According to United Nations sources, 60 percent of Africa's labor force is employed in so-called "informal" economic activities that avoid taxes and are thus usually illegal. The sector is estimated to grow 6 to 7 percent a year, on average.
The expansion is a sign of a crisis, says Jacques Bugnicourt, head of Environmental Development Action (ENDA), which supports activities of impoverished communities in Africa and elsewhere. "But this crisis also implies new possibilities."
Last month, ENDA opened a large complex in the middle of an inner-city slum in Senegal's capital, Dakar, for poor people. "We feel there is a need for the disenfranchised, particularly youths, to try out their ideas; show each other what they are doing and what they plan to do," Mr. Bugnicourt says.
Among a maze of rooms and courtyards is a library, a crafts workshop, and an exhibition of "indigenous devices" from all over Africa. In an office, a group of metalworkers discusses setting up a factory together. The center, called Ecopole, is also the base for several music groups and will soon have a radio station and a computer site on the Internet's World Wide Web. The center is run mostly by volunteers, says Amadou Diallo, one of the organizers. It gets funding from the European Union.
African governments have often ignored or suppressed informal activities, holding that they undermine the formal economy. But with dwindling aid levels and little private investment, "they are beginning to realize that the poor are the only hope they have," says Taoufik Ben Abdallah, an ENDA economist.
To the surprise of many, two African presidents - Senegal's Abdou Diouf and Mali's Alpha Oumar Konare - were among the guests at the center's opening.
Despite years of difficult restructuring, most African economies continue to flounder. In Senegal, for example, each year sees 100,000 more people looking for work, but only about 2,000 new official job openings, says World Bank economist Abdoulaye Seck. "What the other 98,000 are doing to survive we really don't know."
Meanwhile, a 50-percent devaluation of the currency in French-speaking African nations has caused costs to skyrocket for the poor, while governmental domestic spending has been cut to pay for higher foreign-debt service charges. The result, the World Bank says, is a rise in informal activity: Semi-legal taxis are replacing public buses; people who can no longer afford sit-down restaurants eat at street vendors; the few people who can afford a telephone often do so as an investment, charging others to use it.

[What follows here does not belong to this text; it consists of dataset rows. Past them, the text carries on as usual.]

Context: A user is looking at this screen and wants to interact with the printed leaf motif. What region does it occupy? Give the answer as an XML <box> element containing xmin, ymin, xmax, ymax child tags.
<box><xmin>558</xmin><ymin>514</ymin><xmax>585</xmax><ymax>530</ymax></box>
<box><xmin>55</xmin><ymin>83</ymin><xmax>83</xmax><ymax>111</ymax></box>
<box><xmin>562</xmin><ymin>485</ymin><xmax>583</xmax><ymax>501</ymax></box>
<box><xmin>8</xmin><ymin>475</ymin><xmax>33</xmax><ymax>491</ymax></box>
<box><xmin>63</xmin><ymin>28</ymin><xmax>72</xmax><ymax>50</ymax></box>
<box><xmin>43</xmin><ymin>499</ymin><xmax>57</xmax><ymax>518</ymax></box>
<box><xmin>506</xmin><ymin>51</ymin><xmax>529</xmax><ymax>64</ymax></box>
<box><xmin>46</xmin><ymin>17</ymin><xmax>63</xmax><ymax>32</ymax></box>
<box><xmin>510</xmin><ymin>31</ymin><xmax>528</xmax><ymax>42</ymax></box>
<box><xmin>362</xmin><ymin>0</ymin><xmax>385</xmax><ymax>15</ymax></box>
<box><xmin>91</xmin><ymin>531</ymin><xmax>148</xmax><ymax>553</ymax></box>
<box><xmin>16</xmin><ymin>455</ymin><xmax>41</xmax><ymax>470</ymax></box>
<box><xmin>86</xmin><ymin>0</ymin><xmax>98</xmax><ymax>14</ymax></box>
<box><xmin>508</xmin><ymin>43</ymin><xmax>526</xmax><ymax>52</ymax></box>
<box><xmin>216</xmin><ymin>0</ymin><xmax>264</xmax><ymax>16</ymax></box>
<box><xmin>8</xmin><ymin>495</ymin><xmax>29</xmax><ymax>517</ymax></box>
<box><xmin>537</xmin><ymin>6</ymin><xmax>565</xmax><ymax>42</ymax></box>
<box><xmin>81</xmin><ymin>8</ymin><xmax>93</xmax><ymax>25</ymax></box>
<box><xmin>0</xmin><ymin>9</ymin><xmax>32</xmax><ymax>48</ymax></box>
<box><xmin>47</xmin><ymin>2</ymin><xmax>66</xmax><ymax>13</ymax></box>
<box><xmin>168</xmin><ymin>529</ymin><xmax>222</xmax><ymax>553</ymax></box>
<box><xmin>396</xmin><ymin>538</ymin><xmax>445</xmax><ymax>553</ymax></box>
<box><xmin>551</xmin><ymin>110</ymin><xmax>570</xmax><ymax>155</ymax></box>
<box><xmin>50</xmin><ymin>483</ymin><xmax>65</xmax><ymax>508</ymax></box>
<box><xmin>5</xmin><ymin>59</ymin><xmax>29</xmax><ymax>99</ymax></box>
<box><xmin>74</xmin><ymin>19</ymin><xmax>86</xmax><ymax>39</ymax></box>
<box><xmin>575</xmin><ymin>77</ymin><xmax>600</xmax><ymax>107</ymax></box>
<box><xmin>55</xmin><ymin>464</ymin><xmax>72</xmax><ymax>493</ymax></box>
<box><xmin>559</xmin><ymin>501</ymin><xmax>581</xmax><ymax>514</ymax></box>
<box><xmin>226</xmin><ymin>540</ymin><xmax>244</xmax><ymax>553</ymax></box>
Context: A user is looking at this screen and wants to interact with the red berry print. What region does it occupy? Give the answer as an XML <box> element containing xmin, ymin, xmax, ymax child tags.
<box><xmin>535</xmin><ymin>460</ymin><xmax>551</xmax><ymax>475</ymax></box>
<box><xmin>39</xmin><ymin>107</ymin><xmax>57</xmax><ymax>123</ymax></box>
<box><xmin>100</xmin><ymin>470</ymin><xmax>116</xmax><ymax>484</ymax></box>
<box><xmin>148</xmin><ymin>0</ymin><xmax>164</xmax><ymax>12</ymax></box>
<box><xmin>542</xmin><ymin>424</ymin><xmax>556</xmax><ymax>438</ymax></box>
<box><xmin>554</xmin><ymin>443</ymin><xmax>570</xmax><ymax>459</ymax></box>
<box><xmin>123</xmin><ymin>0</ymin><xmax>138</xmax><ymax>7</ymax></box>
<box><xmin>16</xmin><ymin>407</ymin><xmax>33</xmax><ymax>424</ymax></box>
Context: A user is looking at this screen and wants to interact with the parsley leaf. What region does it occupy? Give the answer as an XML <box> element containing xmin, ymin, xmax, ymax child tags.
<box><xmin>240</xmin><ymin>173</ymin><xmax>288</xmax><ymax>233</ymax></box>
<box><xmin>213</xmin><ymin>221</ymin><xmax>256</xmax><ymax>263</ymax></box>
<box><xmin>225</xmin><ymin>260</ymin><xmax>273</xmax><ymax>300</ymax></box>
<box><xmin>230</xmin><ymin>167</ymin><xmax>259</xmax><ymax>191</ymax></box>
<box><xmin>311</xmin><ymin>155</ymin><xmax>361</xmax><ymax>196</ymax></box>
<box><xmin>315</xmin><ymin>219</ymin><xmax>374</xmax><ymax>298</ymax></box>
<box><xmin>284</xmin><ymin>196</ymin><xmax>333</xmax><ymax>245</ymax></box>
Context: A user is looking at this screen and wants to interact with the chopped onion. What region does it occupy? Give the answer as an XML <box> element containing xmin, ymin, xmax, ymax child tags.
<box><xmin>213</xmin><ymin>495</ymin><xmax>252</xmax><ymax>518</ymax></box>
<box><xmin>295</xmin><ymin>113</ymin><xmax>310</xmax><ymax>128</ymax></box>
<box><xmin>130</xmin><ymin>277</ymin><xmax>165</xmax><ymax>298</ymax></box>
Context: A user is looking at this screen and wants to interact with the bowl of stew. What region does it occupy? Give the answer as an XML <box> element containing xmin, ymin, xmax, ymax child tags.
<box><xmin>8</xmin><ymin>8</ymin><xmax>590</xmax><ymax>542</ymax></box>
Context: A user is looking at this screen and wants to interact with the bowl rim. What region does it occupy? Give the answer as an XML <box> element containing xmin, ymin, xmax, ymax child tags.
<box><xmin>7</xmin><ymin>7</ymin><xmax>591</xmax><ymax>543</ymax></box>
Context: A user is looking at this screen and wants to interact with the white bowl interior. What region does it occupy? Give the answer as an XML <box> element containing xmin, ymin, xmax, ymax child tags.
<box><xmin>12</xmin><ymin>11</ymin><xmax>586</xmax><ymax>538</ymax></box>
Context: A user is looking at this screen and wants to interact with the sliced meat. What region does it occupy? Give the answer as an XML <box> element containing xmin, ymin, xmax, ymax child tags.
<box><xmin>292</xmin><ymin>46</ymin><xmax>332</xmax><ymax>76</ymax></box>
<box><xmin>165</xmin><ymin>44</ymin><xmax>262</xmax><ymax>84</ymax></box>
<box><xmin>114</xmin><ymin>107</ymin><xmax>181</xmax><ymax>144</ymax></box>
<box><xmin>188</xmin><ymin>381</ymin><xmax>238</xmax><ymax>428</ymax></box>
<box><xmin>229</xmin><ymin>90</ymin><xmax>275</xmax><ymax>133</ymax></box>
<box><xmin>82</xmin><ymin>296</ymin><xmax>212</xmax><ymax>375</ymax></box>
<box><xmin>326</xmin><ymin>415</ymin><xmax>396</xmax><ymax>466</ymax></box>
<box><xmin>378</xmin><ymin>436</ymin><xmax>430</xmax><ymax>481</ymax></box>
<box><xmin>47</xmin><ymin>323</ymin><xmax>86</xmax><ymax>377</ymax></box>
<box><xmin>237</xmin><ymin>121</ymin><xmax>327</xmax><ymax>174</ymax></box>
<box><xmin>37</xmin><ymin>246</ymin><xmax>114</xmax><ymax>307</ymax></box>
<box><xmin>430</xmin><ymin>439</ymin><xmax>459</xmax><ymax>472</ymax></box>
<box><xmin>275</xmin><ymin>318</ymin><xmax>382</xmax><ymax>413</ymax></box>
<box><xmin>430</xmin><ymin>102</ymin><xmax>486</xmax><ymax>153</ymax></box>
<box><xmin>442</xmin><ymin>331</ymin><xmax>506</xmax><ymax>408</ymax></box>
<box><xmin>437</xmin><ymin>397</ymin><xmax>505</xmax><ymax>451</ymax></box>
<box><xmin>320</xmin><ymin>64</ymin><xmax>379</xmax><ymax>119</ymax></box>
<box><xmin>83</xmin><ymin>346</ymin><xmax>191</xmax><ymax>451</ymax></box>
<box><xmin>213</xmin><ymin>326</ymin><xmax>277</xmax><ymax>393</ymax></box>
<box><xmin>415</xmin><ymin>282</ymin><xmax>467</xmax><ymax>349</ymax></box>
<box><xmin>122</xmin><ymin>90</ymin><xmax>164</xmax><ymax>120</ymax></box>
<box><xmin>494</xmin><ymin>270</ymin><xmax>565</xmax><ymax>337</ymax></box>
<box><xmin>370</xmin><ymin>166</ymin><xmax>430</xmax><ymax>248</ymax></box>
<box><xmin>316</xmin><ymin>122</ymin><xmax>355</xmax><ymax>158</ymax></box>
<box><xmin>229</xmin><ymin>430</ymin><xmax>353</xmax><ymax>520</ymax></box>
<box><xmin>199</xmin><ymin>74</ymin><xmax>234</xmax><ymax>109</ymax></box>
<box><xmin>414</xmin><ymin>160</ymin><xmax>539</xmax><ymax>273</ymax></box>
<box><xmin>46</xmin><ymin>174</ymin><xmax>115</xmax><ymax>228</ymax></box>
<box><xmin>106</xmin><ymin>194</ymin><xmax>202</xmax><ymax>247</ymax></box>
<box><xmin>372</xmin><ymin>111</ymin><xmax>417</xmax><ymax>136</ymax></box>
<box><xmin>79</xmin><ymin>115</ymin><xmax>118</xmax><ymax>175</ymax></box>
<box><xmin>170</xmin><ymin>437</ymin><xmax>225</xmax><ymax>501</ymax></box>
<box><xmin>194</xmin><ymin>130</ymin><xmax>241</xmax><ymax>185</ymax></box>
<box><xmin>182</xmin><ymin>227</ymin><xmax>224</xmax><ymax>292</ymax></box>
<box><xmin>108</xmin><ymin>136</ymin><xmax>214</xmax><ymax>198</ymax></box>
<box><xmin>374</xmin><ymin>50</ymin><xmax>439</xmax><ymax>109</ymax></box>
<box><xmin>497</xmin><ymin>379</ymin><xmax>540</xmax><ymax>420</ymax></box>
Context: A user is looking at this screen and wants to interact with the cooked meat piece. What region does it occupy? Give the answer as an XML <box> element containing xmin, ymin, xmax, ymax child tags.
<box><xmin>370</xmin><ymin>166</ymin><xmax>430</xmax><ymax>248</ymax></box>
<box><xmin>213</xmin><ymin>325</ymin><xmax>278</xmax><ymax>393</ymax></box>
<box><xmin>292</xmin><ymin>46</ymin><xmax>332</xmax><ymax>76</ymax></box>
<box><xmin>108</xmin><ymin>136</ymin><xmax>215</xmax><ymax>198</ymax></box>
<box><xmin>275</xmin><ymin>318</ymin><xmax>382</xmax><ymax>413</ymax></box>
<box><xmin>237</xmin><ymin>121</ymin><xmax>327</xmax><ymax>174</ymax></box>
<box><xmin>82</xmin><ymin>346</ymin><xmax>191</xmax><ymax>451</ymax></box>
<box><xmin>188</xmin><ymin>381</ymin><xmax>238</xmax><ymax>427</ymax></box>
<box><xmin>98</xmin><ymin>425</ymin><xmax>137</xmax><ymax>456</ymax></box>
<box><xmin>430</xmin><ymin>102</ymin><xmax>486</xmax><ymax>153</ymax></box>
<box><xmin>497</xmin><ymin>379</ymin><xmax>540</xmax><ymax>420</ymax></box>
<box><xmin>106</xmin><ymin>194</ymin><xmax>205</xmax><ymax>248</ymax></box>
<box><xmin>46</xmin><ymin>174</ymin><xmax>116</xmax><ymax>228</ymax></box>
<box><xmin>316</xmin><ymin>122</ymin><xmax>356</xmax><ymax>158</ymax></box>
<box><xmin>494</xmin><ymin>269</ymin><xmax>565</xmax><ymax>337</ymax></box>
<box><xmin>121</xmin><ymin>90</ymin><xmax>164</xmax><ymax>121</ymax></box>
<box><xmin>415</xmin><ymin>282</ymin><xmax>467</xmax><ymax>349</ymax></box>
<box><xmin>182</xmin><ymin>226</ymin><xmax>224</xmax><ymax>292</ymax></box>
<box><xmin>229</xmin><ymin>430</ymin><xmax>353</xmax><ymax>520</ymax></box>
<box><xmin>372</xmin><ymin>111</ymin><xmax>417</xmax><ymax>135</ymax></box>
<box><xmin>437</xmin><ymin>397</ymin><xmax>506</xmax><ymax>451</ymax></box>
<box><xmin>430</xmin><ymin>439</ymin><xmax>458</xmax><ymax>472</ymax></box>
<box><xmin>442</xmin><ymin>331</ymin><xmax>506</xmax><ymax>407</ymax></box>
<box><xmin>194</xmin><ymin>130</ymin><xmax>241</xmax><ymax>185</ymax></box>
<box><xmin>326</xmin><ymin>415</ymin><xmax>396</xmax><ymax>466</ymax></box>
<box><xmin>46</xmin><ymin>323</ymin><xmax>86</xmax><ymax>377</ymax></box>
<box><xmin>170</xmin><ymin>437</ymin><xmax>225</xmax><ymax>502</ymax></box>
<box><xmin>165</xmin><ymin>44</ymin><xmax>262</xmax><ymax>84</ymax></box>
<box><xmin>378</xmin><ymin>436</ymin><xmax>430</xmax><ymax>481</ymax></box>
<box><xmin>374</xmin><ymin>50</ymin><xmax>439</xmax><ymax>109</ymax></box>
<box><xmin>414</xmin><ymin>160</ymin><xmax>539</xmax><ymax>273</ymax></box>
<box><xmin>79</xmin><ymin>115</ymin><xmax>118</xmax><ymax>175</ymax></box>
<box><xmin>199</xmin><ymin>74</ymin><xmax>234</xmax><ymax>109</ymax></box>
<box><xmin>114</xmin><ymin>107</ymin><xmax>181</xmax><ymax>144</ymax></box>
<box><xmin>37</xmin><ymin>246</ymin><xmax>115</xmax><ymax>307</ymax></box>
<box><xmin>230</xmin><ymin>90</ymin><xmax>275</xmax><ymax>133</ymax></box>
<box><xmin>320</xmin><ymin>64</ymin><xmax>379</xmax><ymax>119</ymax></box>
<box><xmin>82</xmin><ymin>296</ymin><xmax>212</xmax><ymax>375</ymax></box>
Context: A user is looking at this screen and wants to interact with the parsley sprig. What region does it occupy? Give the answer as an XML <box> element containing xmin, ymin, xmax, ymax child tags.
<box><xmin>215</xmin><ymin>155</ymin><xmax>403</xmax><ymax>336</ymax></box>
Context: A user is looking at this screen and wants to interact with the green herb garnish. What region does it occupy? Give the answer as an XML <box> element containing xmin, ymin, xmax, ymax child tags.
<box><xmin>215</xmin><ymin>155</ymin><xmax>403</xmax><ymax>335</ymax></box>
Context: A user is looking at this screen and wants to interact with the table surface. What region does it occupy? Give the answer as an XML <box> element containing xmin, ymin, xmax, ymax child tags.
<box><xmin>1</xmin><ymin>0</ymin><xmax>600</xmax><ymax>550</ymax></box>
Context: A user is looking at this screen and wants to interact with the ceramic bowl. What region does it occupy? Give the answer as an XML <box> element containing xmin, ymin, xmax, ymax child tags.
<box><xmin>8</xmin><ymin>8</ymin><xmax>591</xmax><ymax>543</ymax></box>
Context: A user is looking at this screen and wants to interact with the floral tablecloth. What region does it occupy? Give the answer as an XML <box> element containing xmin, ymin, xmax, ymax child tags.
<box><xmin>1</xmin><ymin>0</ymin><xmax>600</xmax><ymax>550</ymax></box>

This means money is circulating more among the poor, and they often reinvest it in their own communities. In Pikine, one of Dakar's impoverished outer suburbs, traders recently pooled resources and constructed a big new market. Pikine's mayor admits that informal initiatives are responsible for more infrastructure development than his own administration can boast of.
In education, even though the share of government spending on primary schools has grown steadily since 1987, the percentage of primary-school age children enrolled in government schools has fallen. The reason, claims education specialist Adel Arab, is that poor communities are creating their own schools. Research suggests that two-thirds of the newly literate children in Dakar have had community rather than government schooling. State education is still based on the colonial system of more than 30 years ago, he says. "It was largely irrelevant for the poor then, and it is even more irrelevant now."